Anonymous wrote:
Anonymous wrote:
Anonymous wrote:This is tough.....I met a woman a few months ago and she is amazing and a catch....here is the issue I know she wants to get married one day and have at least a child. I have been divorced for 2 years and I am 46 and have 2 kids aged 12 and 14. My girlfriend is 34. I thought I was done with marriage and kids .....but for my current GF I would change my mind....But then reality hit...Can I be a good dad st 50 like I was with my first kids? It's tough to say.....Or maybe I am attracted to her fertility so much so that find myself playing with little kids again like the first time I was a dad
I’m the guy who started this thread
https://www.dcurbanmom.com/jforum/posts/list/1211836.page
Don’t listen to the overwhelming negative responses here. Do your own research and know yourself. Talk to your partner. Understand the risks the pros and cons and make a joint decision.
There are plenty of great first time dads 50+ who raise healthy children.
The women of dcum is *not* who you want to seek advice from. Talk to friends family therapist doctors professionals who don’t have an inherent bias against middle age men who want kids.
I made a very transparent and straightforward OLD profile putting out what I’m looking for and believe it or not I got more matches and great conversations from high quality beautiful educated and professional women in the past one week than in the past 6mo of OLD having a generic profile that didn’t specify exactly what I’m looking for. 3 more dates scheduled for the weekend and also had one last night with a mid 30s beautiful single mom dentist who wants one more.
If you’ve been a great dad first time around you will be better dad second time around.
I’m going to be 50 soon but my overall health and energy is very much on par with my late 30s/40s it’s important to stay healthy because as you know the little ones will tire you out. And you don’t want to be that dad who puts it all on the mom and disconnects from his responsibilities. If you feel your health is good know that you have a solid 20-25yrs of life, healthy life if you take care of yourself. which is plenty to raise another kid.
I'm a woman, and heartily agree with this guy. Most posters on DCUM seem to be reflexively against men who want a second family after divorce. They seem to believe the children of the first marriage will be automatically traumatized (well with that attitude, yes!). But they also sneer at women who get married early and have kids young (as in, a biologically healthy age). Basically on DCUM you're doing it wrong if you're not advancing your education and career in your 20s, getting married in your 30s, enjoying a few years of childfree life together, then having kids at 35 exactly, and stop having kids at 40 exactly. After which you need to shut down the baby factory by law. And the man cannot be more than 5 years older than the woman, and they need to have reasonably similar backgrounds and income otherwise they're doomed.
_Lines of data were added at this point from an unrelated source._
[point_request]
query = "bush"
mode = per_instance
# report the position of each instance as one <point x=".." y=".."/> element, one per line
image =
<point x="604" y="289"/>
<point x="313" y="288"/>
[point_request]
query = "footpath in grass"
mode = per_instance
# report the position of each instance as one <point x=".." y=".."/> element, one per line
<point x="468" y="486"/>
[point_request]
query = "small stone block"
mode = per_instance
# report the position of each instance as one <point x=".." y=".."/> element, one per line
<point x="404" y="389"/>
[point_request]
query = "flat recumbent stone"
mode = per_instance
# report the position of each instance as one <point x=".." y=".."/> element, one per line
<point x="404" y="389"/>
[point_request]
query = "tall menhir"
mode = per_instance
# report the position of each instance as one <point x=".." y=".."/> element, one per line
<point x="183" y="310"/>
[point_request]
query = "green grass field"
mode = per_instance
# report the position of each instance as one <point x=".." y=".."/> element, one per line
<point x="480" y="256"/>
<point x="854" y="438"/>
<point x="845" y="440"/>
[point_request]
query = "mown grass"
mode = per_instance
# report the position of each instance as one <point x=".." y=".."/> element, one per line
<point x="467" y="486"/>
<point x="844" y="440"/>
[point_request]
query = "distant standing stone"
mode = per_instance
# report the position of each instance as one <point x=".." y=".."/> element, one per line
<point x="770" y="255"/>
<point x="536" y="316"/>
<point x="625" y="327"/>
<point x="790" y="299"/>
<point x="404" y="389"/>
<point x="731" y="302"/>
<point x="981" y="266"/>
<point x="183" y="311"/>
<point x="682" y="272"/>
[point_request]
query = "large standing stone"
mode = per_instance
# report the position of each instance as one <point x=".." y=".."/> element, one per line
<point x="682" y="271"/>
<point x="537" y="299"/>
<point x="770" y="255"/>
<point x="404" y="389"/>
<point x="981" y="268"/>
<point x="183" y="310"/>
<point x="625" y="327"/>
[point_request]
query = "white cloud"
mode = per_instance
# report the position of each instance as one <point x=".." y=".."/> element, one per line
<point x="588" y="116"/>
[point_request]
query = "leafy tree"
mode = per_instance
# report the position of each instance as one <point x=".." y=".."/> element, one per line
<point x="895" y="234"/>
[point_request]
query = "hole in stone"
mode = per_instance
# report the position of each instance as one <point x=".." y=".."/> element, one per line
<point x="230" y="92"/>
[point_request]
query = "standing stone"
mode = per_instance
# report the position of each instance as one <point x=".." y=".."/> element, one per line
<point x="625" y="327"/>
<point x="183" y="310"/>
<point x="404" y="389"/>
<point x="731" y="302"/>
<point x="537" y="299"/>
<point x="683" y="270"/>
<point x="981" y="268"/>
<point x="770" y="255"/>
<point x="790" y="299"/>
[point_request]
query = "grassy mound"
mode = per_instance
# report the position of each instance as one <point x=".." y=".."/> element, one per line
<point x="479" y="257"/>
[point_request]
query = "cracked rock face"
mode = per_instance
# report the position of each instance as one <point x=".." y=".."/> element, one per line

Garbage. I and so many other people are living proof that you can do things differently and be successful and happy.
OP, beyond assessing your health, consider your finances and that of your ex and potential fiancee. Money is the most important predictor of happiness when you have dependents, because a lot of the stressors can be outsourced. If you lead a healthy life, don't have a genetic sword of Damocles hanging over your head from your parents, and are lucky enough to be financially stable... then why wouldn't you have a second family if you want one?
You only have one life. Make the most of it.